I have always said the the only reason Caleb didn't come down (he never really dropped, even when I was 10cm) was because he just wasn't ready. It occurred to me this morning that this thought isn't entirely accurate. I think that the reason he didn't come was because I wasn't ready. I just remembered that he shifted at one point and I kind of panicked. I asked if he was coming and what should I do. Nobody told me to relax and that everything would be alright. I tensed up and probably prevented him from moving any further. I was afraid. Being in labour is a time when you really need to focus and connect with your "inner self" (for lack of a better term). If you don't know how to do that and don't have anyone guiding you to that place then It's going to be extremely difficult to deliver your child.

I'm glad that I have been able to learn so much from my experience with Caleb. I'm glad that I forced myself to bond with him, it would have been so easy to stay away and be only half the mother to him that I am now. Here's a few other things that I've learned about labour and delivery in a hospital, things I wish I knew then:
They time you: from the moment you check in you're on the clock. If you're not dilating as fast as they would like they assume something is wrong and (try to) medically intervene.
Fully dilated doesn't mean you have to push: I got to 10cm and they told me to push, so I did. But I never actually had the urge to bear down. Push when you feel the urge and ignore the "coaching" that doctors and nurses give you.
You have 3 hours: from the time that you at 10cm and pushing (which don't always happen at the same time, much to the doctors' dismay, hence the coaching) you only have 3 hours to push your baby out before you are considered "failure to progress" and they assume they need to take medical action.

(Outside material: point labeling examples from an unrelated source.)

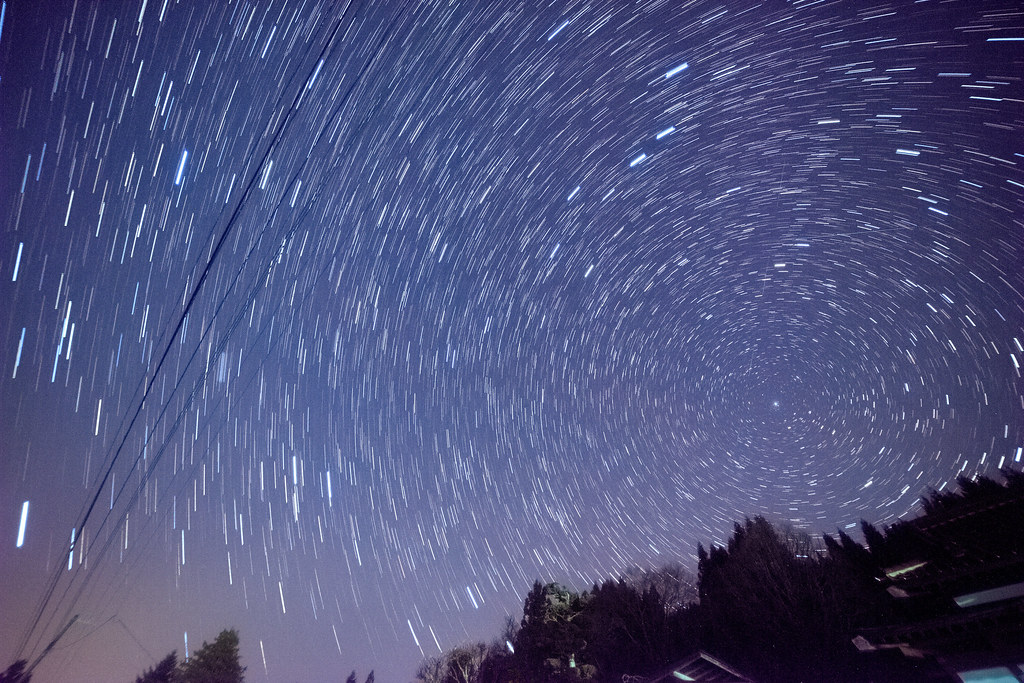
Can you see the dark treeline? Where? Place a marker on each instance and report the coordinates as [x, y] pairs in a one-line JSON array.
[[772, 603]]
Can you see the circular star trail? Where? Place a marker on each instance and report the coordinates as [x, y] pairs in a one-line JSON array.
[[340, 324]]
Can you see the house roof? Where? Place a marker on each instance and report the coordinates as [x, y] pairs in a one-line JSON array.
[[699, 667]]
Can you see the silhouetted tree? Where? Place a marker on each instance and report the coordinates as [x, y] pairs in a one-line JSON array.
[[15, 673], [214, 663], [163, 672]]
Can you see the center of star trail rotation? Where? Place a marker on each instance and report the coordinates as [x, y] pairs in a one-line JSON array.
[[427, 301]]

Your birth plan doesn't mean jack: you can't just write a nice birth plan with your wishes and expect it to be followed. You (or more likely your labour support) will have to be proactive in making sure that you are being heard.
You can always say NO: you can say NO to any intervention they throw your way. You can say NO to the scare tactics they use (I was told "you could push for another 12 hours, this baby's not budging") and you can say NO to having a hundred people in your labour room "observing you" like you're some sort of animal in a zoo.

So my advice to expectant moms is to either avoid the hospital scene altogether by getting a midwife or having an unassisted homebirth, or to get a doula or a "been there done that mom" friend whose views on birth are similar to yours. Someone you trust will stand up for you in the midst of the chaos of the medical system. And if you do have an "unnecesaren" or any kind of traumatic birth experience (read as: bad feelings associated with your birth experience) then talk to someone. Get into a support group or find another mom who has been there and worked through it. And of course, pray pray pray about it. God is an amazing Healer and He won't tell you it's silly to feel the way you do. It's not just about having a healthy baby (although that is important and a great blessing) it's also about having a healthy, happy mama.